Beatrice, scenting trouble, hurried to change the subject. “What’s this, Dick—the Missouri River?”

“Hardly. This is the water that didn’t fall in the buggy. It isn’t deep; it makes bad going worse, that’s all.”

Thinking to expedite matters, he struck Hawk sharply across the flank. It was a foolish thing to do, and Dick knew it when he did it; ten seconds later he knew it better.

Hawk reared, tired as he was, and lunged viciously.

The double-trees snapped and splintered; there was a brief interval of plunging, a shower of muddy water in that vicinity, and then two draggled, disgusted brown horses splashed indignantly to shore and took to the hills with straps flying.

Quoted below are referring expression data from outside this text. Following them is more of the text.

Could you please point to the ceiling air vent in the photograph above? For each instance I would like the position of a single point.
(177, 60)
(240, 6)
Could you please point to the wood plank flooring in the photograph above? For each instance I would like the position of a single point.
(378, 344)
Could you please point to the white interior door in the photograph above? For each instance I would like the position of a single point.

“By George!” ejaculated Sir Redmond, gazing helplessly after them. “But this is a beastly bit of luck, don’t you know!”

“Oh, you Hawk—” Dick, in consideration of his companions, finished the remark in the recesses of his troubled soul, where the ladies could not overhear.

“What comes next, Dick?” The voice of Beatrice was frankly curious.

“Next, I’ll have to wade out and take after those—” This sentence, also, was rounded out mentally.

“In the meantime, what shall we do?”

“You’ll stay where you are—and thank the good Lord you were not upset. I’m sorry,”—turning so that he could look deprecatingly at Miss Hayes—“your welcome to the West has been so—er—strenuous. I’ll try and make it up to you, once you get to the ranch. I hope you won’t let this give you a dislike of the country.”

“Oh, no,” said the spinster politely. “I’m sure it is a—a very nice country, Mr. Lansell.”

“Well, there’s nothing to be done sitting here.” Dick climbed down over the dashboard into the mud and water.

Sir Redmond was not the man to shirk duty because it happened to be disagreeable, as the regiment whose name was engraved upon his cane could testify. He glanced regretfully at his immaculate leggings and followed.

“I fancy you ladies won’t need any bodyguard,” he said. Looking back, he caught the light of approval shining in the eyes of Beatrice, and after that he did not mind the mud, but waded to shore and joined in the chase quite contentedly. The light of approval, shining in the eyes of Beatrice, meant much to Sir Redmond.